The Narrow Road to the Deep North - Richard Flanagan

One can judge a book on a number of different levels (plot and characterization to name just two), but writing I find is often the most contentious of all of them.  Some believe that for a book to be considered well written it must be full of complex literary devices, or it should utilise language that is alien to all but the most verbose and lexically gifted readers.  Others think that a book is well-written if it meets its audience at a level that it is pitched while still challenging them, and I have far more sympathy with that view. But sometimes writing can have a true beauty – a transportative aesthetic that transmits more than just images, but smells, tastes, sounds and tactile senses that totally envelop you.  An impenetrable book cannot achieve this, but neither can something populist – it needs to be something special.  Richard Flanagan’s Booker Prize winning The Narrow Road to the Deep North is very very special indeed.


The book is set in the Burma death railway during the Second World War, where an unflinching Australian army doctor battles with his Japanese captors to try and allievate the suffering of his rapidly decaying soldiers. It has its core in this horror but it flits between this and flashes backwards and forwards, focussing on the man he was before and after his traumatic ordeal, showing the effect that it had. 

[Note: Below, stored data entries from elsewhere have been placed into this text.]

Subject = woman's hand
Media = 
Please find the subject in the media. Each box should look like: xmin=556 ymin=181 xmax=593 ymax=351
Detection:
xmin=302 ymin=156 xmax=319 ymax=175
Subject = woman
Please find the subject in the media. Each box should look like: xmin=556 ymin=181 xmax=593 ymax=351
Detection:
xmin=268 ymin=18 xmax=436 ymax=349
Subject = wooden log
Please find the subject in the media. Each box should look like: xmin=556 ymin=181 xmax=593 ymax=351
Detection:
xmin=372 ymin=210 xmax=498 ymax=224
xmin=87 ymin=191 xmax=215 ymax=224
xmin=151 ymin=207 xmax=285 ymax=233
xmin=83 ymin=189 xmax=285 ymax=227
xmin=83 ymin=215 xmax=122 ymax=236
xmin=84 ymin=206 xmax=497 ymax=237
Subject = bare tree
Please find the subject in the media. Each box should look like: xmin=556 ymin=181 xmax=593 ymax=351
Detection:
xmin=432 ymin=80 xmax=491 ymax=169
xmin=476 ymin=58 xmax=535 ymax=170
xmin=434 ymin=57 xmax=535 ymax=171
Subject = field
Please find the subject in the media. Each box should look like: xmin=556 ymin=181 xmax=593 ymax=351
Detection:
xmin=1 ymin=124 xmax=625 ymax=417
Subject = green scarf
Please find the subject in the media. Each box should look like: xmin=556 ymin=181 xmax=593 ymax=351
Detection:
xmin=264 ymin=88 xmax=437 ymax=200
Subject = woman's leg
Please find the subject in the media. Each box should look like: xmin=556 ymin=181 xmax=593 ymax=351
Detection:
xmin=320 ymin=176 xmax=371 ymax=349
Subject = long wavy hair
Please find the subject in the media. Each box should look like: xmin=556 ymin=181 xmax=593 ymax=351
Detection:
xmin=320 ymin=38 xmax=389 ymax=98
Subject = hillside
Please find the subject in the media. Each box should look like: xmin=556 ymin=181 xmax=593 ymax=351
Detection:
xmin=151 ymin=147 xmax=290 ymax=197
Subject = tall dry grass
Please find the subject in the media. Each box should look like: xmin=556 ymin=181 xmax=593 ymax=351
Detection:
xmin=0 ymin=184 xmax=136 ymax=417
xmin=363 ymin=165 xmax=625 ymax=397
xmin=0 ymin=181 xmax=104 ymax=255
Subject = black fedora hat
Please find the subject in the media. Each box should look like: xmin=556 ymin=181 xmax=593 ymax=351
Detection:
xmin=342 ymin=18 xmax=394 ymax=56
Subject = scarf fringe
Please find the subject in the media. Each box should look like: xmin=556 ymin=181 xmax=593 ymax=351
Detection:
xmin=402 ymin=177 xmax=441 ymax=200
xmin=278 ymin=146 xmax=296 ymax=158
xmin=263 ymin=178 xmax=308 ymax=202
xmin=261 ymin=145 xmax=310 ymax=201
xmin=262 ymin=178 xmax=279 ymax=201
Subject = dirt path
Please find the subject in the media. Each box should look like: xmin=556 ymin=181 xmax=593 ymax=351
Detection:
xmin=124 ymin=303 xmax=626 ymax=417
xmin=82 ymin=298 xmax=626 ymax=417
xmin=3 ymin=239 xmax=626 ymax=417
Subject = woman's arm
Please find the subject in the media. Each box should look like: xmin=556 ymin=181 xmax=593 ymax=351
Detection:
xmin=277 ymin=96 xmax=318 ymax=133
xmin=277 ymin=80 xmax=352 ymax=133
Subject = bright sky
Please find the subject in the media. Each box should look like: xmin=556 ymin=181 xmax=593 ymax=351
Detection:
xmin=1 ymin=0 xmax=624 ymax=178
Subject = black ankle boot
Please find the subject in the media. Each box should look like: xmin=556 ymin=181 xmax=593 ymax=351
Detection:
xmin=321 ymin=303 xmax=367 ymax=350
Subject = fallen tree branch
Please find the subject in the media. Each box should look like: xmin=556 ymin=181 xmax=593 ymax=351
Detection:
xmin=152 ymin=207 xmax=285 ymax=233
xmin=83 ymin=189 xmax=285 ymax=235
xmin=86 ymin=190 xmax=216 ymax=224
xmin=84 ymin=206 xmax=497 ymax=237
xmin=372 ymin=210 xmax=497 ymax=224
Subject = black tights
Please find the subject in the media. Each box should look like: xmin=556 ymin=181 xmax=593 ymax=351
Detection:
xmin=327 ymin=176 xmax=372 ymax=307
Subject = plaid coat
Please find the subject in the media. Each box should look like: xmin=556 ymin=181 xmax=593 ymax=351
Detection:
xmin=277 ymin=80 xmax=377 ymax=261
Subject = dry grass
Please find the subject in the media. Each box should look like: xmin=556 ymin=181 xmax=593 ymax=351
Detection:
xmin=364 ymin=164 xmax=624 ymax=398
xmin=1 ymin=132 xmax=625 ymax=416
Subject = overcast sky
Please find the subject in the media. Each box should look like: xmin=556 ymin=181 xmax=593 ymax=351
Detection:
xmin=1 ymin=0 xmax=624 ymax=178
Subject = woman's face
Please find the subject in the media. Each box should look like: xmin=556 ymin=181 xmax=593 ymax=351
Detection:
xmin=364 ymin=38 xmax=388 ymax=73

Before the conflict he was a man from the sticks in rural Tasmania who became a doctor and marries a society girl, but fell in lustful love with his uncle’s young wife.  After the war, he is an adulterous and neglectful husband and a cold and distant father, haunted by his war and his love.  The book is marketed as a love story, but I found this the least compelling part of the book.  The descriptions of his marriage are powerful, but they don’t stand out from the rest of the literary field.

Where this book excels and envelops is in Burma on the railway.  It is a pitiless tale of human suffering, with a quality of writing that truly beggars belief.  Flanagan has an ability in a sentence to paint a the most vivid of portraits, but one that engages all the senses.  The mud, the stench, the rot and the screams are all there.  It is totally horrifying and engrossing, and makes you truly wonder the depths of human cruelty and wonder just what could drive someone to do such a thing.

And then he answers, by writing sections from the perspective of his Japanese captors.  This is another of this book’s triumphs, because it shows the prison in which these men were held by their country and their emperor.  Their martial conditioning causes their sociopathic personalities and in the passages of their post-war lives, we compare their lot with that of the few surviving Australians and find that at a basic human level, they were not all that different.


Perhaps great writing is a bit like love. Ineffable, but you know it when you see it.  Buy this book and you’ll see it all right.